Pretty sure I'm out, but it is still a few weeks away so things could change.



Greg said:


> Yeah really. Weak. Who's Paul gonna shower with? Is he even going?



He's heading out west with the family skiing in a few weeks so he decided skip this trip.


----------



## wa-loaf (Mar 9, 2011)

o3jeff said:


> Maybe, throw out some ideas.



Bailed when his gf wouldnt go with him ... 



Greg said:


> Yeah really. Weak. Who's Paul gonna shower with? Is he even going?

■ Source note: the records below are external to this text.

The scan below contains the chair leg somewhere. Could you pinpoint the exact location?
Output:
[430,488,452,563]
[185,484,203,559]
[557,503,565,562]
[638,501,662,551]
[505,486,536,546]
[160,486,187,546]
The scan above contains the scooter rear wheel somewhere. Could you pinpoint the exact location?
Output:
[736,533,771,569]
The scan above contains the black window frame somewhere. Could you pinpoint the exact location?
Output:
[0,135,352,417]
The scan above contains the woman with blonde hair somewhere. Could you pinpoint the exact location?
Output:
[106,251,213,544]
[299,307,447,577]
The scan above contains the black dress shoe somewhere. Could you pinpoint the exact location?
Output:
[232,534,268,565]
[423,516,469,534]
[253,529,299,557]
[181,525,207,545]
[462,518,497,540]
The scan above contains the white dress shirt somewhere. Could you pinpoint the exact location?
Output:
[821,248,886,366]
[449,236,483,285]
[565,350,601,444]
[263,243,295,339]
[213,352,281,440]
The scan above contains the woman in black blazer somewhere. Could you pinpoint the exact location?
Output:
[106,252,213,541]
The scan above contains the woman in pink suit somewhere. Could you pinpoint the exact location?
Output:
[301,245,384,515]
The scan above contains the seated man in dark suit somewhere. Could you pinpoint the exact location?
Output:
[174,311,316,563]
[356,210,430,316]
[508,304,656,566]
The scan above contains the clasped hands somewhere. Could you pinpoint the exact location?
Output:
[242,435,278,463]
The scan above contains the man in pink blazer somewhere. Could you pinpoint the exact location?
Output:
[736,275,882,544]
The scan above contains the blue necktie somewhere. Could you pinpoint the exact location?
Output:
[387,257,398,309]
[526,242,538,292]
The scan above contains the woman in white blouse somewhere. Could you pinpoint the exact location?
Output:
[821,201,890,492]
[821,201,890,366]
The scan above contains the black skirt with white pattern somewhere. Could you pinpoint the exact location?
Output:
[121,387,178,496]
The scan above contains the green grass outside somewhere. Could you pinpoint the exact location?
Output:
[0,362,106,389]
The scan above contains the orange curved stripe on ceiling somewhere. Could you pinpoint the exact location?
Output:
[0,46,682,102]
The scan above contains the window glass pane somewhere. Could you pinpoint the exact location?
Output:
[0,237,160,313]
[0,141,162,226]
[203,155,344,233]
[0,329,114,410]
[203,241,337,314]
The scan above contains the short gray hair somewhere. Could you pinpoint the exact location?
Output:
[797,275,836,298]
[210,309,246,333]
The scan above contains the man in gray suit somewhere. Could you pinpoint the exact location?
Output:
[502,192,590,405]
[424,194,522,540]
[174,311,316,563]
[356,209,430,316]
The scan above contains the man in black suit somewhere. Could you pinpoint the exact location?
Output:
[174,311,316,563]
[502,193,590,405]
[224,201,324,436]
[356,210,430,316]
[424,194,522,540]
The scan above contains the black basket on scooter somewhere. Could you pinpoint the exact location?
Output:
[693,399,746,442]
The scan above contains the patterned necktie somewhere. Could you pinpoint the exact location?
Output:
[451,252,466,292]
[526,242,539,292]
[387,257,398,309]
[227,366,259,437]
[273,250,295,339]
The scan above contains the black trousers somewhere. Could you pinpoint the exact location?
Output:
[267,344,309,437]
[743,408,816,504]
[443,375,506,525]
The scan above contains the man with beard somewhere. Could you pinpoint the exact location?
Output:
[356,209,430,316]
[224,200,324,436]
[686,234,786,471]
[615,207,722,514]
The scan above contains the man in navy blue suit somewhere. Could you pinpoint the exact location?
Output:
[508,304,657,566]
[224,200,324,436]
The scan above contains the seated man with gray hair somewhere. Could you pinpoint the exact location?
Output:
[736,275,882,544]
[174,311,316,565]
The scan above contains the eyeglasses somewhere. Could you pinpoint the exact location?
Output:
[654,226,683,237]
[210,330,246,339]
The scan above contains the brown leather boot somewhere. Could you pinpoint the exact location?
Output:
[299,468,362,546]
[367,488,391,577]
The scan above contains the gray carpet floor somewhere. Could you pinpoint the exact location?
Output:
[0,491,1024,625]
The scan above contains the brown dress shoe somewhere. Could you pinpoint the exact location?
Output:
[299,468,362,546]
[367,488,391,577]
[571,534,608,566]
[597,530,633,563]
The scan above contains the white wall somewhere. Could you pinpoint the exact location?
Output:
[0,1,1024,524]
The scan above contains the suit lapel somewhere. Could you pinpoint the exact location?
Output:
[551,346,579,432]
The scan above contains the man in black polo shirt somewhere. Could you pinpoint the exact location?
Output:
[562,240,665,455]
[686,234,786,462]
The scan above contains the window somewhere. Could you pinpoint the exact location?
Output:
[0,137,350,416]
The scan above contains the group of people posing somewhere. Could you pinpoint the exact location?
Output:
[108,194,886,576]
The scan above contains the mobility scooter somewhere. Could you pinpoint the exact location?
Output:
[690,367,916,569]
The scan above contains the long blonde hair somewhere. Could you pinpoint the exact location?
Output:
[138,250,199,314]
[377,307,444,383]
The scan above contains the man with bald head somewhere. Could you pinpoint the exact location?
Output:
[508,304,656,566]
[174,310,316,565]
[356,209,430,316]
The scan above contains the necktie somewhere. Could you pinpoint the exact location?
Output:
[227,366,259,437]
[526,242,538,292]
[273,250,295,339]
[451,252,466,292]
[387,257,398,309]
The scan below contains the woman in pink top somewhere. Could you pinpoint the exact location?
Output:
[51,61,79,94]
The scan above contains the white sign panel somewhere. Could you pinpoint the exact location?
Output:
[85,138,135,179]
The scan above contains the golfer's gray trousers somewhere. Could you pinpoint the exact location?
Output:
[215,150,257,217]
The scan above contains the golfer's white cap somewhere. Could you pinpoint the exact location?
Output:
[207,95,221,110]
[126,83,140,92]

He went to SL last month and Whistler in a couple weeks. For what I'm paying for this weekend I don't think there are any excuses ...


----------



## 2knees (Mar 9, 2011)

party at my house on the 25th.  I'm serious.  bring the kids, let em sleep over sev.  they were pretty comfortable the last time they were here.


----------



## Puck it (Mar 9, 2011)

2knees said:


> party at my house on the 25th.  I'm serious.  bring the kids, let em sleep over sev.  they were pretty comfortable the last time they were here.

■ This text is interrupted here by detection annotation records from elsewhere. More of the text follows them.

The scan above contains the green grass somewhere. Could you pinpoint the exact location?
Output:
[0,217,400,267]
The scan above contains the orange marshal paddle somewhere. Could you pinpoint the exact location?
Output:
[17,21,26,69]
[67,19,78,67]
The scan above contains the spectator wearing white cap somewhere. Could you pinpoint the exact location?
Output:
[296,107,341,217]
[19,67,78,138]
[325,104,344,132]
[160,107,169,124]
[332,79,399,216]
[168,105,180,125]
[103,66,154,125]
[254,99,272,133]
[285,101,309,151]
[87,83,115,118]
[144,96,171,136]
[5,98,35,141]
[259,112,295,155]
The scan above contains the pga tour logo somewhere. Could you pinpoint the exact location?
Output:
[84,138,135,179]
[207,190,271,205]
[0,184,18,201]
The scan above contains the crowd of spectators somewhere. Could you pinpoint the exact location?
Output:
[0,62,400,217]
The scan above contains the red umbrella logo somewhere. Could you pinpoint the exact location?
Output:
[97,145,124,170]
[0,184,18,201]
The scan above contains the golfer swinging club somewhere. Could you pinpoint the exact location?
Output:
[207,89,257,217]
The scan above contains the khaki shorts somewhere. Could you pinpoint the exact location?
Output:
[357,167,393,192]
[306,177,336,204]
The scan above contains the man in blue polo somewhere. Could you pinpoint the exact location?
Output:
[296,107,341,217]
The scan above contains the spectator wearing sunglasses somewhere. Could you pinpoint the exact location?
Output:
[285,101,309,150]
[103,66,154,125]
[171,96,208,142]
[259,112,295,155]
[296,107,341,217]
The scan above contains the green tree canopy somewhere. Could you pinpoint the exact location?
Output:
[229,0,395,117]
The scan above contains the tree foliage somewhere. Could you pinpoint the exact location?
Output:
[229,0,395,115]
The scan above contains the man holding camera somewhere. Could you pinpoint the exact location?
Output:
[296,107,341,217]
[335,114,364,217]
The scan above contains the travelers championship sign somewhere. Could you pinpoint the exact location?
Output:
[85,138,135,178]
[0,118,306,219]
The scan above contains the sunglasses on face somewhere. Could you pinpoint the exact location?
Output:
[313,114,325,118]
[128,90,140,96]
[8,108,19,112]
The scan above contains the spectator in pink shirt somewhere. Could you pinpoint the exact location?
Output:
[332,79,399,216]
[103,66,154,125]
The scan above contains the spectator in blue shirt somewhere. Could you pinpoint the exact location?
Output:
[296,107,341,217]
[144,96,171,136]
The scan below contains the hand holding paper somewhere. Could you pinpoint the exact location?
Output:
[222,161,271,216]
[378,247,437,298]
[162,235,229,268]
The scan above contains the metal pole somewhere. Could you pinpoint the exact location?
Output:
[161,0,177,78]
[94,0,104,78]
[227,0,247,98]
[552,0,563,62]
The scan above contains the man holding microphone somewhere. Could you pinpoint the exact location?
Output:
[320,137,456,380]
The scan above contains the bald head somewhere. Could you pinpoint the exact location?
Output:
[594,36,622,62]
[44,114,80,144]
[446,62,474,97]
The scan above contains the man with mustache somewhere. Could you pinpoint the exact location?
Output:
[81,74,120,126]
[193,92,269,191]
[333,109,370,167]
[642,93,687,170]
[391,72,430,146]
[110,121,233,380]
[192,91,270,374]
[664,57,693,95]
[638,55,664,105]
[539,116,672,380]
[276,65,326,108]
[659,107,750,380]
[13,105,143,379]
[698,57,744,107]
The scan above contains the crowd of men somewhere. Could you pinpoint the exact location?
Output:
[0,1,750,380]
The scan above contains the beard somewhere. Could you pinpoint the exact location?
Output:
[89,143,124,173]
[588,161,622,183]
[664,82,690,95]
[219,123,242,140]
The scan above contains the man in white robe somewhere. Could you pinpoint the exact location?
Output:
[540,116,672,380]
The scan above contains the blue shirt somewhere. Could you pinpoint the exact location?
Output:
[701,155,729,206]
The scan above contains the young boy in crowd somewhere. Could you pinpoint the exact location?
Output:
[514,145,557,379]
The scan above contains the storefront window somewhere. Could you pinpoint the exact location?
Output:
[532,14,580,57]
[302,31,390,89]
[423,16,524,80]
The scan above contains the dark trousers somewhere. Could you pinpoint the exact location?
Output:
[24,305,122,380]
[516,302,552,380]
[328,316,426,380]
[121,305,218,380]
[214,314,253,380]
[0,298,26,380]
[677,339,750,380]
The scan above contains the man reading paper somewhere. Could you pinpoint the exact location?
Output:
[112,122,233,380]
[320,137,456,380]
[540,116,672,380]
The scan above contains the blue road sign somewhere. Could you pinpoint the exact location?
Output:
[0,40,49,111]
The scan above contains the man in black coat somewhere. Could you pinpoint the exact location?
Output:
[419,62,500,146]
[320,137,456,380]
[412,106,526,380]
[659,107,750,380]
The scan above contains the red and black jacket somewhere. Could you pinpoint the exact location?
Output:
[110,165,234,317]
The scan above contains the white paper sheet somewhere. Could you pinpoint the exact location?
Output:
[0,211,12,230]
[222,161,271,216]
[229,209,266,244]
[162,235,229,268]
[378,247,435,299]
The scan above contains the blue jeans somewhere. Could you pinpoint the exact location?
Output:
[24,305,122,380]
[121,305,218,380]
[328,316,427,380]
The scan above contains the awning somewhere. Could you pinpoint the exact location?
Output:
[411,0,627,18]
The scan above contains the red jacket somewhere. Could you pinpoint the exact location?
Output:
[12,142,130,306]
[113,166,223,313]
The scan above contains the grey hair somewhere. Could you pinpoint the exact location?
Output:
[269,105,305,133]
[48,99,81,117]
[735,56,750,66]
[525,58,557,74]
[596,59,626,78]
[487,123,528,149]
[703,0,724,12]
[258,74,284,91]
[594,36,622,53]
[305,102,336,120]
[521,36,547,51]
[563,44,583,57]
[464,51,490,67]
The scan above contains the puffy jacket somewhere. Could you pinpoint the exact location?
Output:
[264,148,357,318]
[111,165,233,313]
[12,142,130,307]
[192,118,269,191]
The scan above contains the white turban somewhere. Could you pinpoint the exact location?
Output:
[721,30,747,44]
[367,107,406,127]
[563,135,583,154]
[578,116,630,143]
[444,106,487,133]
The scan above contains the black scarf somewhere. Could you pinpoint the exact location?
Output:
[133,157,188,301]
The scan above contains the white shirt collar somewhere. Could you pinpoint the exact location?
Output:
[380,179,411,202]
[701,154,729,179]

I thought you were rooming with me at the Loaf.


----------



## 2knees (Mar 9, 2011)

Puck it said:


> I thought you were rooming with me at the Loaf.



i'm a level 2.


----------



## severine (Mar 9, 2011)

2knees said:


> party at my house on the 25th.  I'm serious.  bring the kids, let em sleep over sev.  they were pretty comfortable the last time they were here.

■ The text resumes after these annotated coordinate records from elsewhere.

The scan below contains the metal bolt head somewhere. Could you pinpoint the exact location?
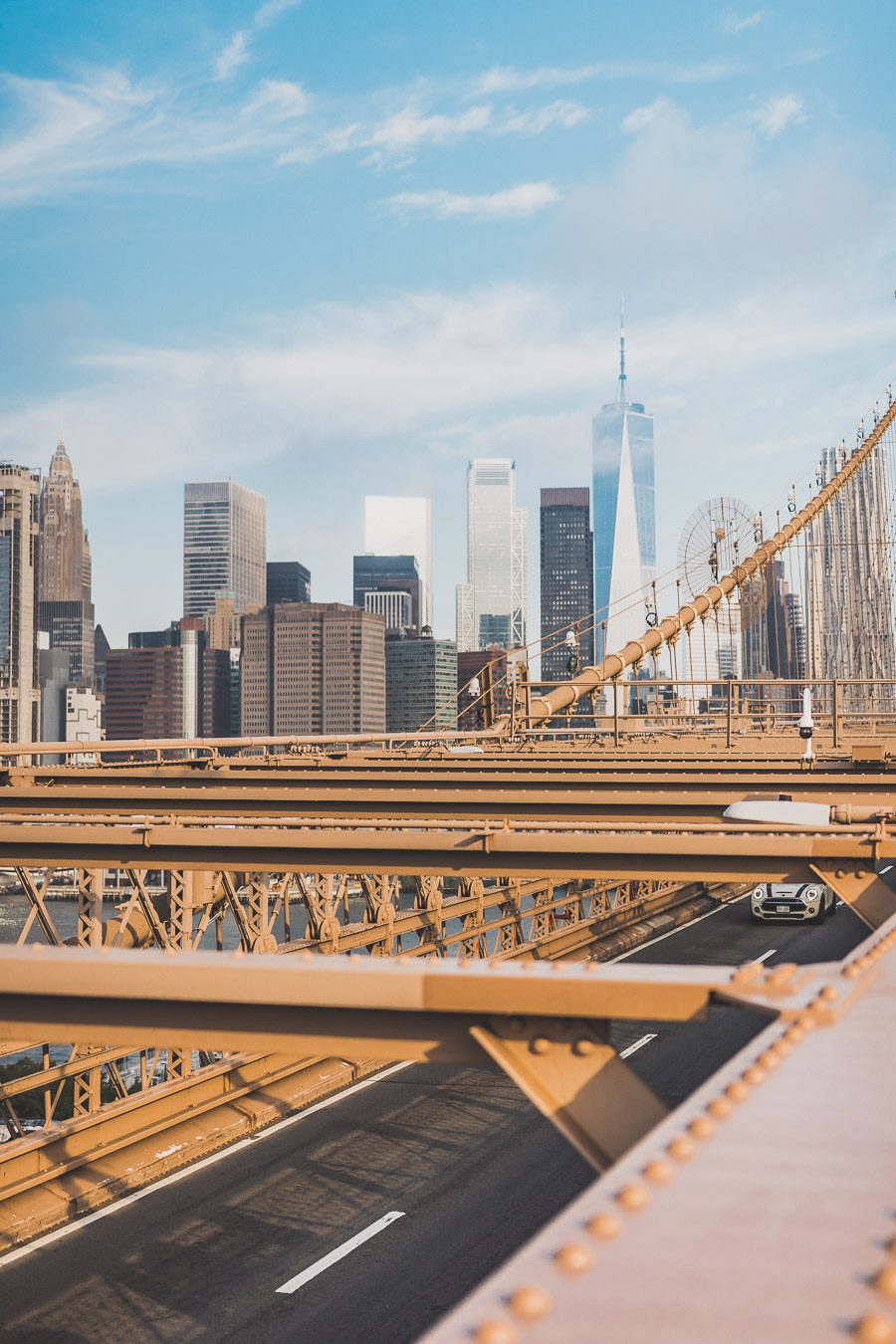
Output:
[874,1264,896,1301]
[509,1283,553,1321]
[853,1312,896,1344]
[554,1241,593,1274]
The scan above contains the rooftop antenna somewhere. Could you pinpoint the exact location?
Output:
[619,295,628,406]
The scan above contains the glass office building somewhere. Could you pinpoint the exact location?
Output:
[361,495,432,629]
[457,457,527,652]
[591,320,657,659]
[184,481,268,615]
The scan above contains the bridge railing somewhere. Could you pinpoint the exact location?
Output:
[522,675,896,752]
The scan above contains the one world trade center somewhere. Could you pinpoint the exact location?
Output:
[591,308,657,660]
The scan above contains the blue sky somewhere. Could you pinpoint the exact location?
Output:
[0,0,896,642]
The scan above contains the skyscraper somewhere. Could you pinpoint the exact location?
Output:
[265,560,312,606]
[385,636,457,733]
[364,495,432,629]
[540,485,593,681]
[591,309,657,657]
[457,457,527,652]
[38,438,94,686]
[184,481,268,615]
[241,602,385,737]
[0,462,40,742]
[352,556,423,634]
[38,438,90,602]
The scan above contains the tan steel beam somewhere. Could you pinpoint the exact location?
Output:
[0,818,896,882]
[0,946,854,1167]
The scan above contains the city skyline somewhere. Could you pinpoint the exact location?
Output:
[0,0,896,640]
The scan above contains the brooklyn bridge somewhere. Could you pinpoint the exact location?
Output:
[0,395,896,1344]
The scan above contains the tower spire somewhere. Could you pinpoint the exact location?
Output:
[619,295,628,406]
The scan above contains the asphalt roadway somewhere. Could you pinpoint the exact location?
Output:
[0,901,864,1344]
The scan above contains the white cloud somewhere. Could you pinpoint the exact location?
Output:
[278,101,588,168]
[750,93,807,139]
[622,99,674,134]
[214,0,303,80]
[469,61,739,99]
[253,0,303,28]
[385,181,560,219]
[719,9,769,38]
[0,70,314,206]
[0,277,895,637]
[242,80,311,121]
[215,32,249,80]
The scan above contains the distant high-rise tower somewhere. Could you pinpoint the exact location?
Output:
[265,560,312,606]
[38,438,90,602]
[591,306,657,657]
[36,437,94,687]
[184,481,268,615]
[0,462,41,742]
[540,485,593,681]
[457,457,527,652]
[241,602,385,735]
[352,556,424,634]
[364,495,432,629]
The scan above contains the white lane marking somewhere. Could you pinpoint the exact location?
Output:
[619,1030,657,1059]
[277,1210,404,1293]
[0,1059,414,1272]
[600,891,749,967]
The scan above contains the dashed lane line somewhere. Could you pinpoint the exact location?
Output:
[277,1209,404,1293]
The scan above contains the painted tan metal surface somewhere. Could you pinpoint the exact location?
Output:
[426,921,896,1344]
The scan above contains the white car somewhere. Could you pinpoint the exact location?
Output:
[750,882,837,923]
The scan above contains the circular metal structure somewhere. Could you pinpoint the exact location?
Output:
[678,496,757,598]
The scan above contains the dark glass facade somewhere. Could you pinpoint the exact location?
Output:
[265,560,312,606]
[352,556,423,632]
[540,485,593,681]
[385,637,457,733]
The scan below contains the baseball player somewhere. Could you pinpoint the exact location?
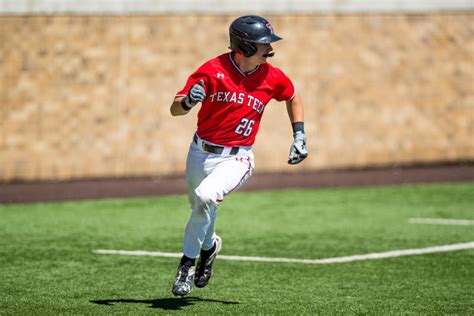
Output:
[170,15,308,296]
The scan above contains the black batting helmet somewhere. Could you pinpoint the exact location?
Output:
[229,15,282,57]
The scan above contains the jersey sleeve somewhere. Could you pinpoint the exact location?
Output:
[175,64,209,97]
[273,68,296,101]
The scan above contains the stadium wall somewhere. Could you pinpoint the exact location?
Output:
[0,3,474,182]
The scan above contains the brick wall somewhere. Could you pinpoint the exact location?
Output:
[0,13,474,181]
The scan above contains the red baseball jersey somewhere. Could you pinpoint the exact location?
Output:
[176,52,295,146]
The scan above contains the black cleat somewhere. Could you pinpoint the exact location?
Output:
[194,236,222,287]
[172,262,196,296]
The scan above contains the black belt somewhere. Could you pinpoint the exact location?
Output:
[193,134,240,155]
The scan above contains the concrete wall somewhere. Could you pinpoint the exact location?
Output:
[0,12,474,181]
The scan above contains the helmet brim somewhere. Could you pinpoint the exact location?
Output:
[252,34,283,44]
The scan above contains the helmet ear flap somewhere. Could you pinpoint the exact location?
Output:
[229,33,257,58]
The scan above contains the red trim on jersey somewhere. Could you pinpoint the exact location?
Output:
[227,156,252,194]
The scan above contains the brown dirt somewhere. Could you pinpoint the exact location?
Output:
[0,162,474,203]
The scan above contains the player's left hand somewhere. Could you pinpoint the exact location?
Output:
[288,132,308,165]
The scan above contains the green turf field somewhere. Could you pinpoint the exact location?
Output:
[0,183,474,315]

Nice! I'll put it on the calendar, thanks! 



Puck it said:


> I thought you were rooming with me at the Loaf.





2knees said:


> i'm a level 2.


:lol:


----------



## Greg (Mar 9, 2011)

BTW, sorry, but I can't make this...whereever it is. I'll be at *SUGARLOAF!*


----------



## severine (Mar 9, 2011)

Greg said:


> BTW, sorry, but I can't make this...whereever it is. I'll be at *SUGARLOAF!*



Just for that...*NO BAKED GOODS FOR YOU!!!!*

BTW... I will probably get Saturday night free anyway so we can make this a fun-filled weekend, if anyone wants.


----------



## bvibert (Mar 9, 2011)

Greg said:


> BTW, sorry, but I can't make this...whereever it is. I'll be at *SUGARLOAF!*





severine said:


> Just for that...*NO BAKED GOODS FOR YOU!!!!*



Thanks a lot pal, now you just screwed us out of baked goods... :smash:


----------



## o3jeff (Mar 9, 2011)

More for me!


----------



## Puck it (Mar 10, 2011)

2knees said:


> i'm a level 2.



I thought you only a level 1.


----------



## Greg (Mar 10, 2011)

severine said:


> Just for that...*NO BAKED GOODS FOR YOU!!!!*
> 
> BTW... I will probably get Saturday night free anyway so we can make this a fun-filled weekend, if anyone wants.



I'll just fill up on rum. uke:


----------



## wa-loaf (Mar 10, 2011)

bvibert said:


> Thanks a lot pal, now you just screwed us out of baked goods... :smash:



That's ok, I'm still bringing the gs cookies.


----------



## bvibert (Mar 10, 2011)

wa-loaf said:


> That's ok, I'm still bringing the gs cookies.



Woohoo! :beer:


----------



## gmcunni (Mar 10, 2011)

wa-loaf said:


> That's ok, I'm still bringing the gs cookies.



i thought GSS was more into special brownies.


----------



## severine (Mar 13, 2011)

So is anybody actually interested in something on that Saturday night? No pressure... just thought it might be nice for us misfits.


----------



## o3jeff (Mar 24, 2011)

Everyone still going to 2knees house for dinner?


----------



## severine (Mar 24, 2011)

I don't know what's going on. The ball got dropped on this due to lack of interest. That's tomorrow night, right?

Hmmm...what to do with my free night Saturday...?


----------



## o3jeff (Mar 24, 2011)

severine said:


> I don't know what's going on. The ball got dropped on this due to lack of interest. That's tomorrow night, right?
> 
> Hmmm...what to do with my free night Saturday...?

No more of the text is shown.